Little ones whose childcare providers emphasize activities that build language skills, reading ability and cooperation in games may reap the benefits through their teen years, according to new research published today in the journal Child Development. Researchers at the University of California, Irvine tracked more than 1,000 children from birth to age 15 in the first study to examine the long-term effects of childcare outside of the home, the Wall Street Journal reports. The study found that children who had the most engaging, high-quality childcare at a very young age, experienced lasting academic benefits from such care through age 15.
These latest findings from the Early Child Care Research Network — a federally funded research project into American childcare that was launched in 1991 — expand on those from an earlier study that examined the impact of childcare quality on 4½-year-olds about to enter kindergarten. As lead author Deborah Lowe Vandell, chairwoman of the department of education at the UC Irvine told the Journal:
“The effects didn’t fade away… Lots of things change after [age] four and a half. We would have expected [the effects] went away.”

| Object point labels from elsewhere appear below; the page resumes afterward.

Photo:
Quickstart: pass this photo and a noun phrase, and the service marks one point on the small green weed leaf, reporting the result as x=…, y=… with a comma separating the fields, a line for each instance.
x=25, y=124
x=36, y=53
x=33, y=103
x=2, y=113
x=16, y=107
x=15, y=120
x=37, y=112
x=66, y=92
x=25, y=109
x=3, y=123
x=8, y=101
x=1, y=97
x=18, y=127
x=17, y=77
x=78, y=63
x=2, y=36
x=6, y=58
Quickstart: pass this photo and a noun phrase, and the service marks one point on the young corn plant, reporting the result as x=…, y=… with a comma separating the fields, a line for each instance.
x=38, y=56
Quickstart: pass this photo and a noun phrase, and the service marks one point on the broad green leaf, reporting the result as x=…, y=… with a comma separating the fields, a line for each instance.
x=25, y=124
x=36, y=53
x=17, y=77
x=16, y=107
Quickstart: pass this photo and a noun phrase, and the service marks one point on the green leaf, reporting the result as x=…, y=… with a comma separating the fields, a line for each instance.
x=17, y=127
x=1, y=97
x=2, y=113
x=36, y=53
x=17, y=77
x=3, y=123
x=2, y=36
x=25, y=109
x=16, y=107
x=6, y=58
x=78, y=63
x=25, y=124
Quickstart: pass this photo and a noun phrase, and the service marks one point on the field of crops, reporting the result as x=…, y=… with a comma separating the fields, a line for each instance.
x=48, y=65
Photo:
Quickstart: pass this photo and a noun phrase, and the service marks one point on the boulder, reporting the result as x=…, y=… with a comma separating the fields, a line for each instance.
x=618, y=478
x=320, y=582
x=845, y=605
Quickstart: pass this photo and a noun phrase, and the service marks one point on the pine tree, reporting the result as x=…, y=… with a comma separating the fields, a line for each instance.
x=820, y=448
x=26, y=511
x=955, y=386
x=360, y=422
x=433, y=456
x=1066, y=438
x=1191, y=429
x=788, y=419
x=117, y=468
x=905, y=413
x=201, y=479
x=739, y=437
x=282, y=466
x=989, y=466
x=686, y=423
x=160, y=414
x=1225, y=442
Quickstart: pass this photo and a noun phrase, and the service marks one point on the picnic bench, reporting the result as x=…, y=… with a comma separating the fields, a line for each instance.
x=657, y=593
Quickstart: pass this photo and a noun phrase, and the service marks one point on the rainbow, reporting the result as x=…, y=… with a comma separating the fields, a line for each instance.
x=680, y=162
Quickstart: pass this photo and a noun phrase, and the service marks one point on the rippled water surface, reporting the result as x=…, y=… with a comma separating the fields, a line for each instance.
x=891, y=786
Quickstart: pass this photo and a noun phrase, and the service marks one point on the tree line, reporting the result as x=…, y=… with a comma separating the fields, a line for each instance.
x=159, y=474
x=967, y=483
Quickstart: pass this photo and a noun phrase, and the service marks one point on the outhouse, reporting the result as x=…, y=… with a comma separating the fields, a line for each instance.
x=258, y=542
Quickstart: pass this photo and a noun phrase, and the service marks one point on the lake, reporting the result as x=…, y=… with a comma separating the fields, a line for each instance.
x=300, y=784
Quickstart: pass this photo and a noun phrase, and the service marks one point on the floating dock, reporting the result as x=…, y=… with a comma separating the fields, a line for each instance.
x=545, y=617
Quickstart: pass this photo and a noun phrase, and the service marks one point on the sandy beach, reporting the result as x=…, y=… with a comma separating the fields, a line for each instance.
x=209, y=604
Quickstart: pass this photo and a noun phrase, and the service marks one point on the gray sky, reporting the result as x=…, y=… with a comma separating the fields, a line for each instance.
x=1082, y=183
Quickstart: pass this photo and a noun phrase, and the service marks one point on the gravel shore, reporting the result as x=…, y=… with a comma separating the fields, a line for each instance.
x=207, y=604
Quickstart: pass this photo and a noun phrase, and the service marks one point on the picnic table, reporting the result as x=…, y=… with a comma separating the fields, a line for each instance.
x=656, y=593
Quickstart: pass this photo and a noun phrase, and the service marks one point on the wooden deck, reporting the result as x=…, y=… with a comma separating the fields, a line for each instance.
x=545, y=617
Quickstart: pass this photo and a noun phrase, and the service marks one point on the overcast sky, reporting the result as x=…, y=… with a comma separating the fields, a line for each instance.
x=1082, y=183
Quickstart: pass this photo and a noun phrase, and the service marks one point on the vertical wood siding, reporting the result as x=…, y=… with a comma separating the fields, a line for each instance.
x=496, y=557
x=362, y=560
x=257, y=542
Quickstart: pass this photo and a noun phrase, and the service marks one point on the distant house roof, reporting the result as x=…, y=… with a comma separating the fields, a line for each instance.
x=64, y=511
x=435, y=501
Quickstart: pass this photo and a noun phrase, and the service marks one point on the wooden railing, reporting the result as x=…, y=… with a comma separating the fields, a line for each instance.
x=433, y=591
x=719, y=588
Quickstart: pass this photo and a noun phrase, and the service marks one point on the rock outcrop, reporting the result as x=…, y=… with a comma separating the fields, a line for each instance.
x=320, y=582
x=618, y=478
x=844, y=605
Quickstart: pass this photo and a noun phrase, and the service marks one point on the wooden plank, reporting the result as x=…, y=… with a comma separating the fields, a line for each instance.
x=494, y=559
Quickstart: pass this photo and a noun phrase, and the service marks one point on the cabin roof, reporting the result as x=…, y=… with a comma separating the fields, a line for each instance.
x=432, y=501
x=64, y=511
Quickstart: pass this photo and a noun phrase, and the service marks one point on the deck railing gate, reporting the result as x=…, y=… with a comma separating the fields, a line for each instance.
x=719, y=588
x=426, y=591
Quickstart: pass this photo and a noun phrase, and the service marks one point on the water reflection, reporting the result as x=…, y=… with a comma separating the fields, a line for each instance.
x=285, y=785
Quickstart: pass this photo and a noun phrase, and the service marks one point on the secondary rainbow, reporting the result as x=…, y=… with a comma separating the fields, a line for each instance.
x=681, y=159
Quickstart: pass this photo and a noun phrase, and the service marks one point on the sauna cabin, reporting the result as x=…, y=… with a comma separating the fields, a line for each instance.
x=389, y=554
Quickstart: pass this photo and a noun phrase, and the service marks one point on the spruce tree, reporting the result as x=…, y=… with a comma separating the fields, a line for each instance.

The early benefit seen by age 4½ seems to persist through adolescence, the researchers found. Yet, in addition to tracking long-term academic benefits of high-quality care, the study also revealed that children who spent time in childcare were more slightly likely to engage in impulsive or risky behavior than those who did not attend childcare outside of the home. As the Los Angeles Times explains:
“In terms of risk-taking, the link to time spent in day care was more marginal: Ten more hours a week in day care prompted the average teen to answer one out of 30 questions with an admission of more risky behavior.”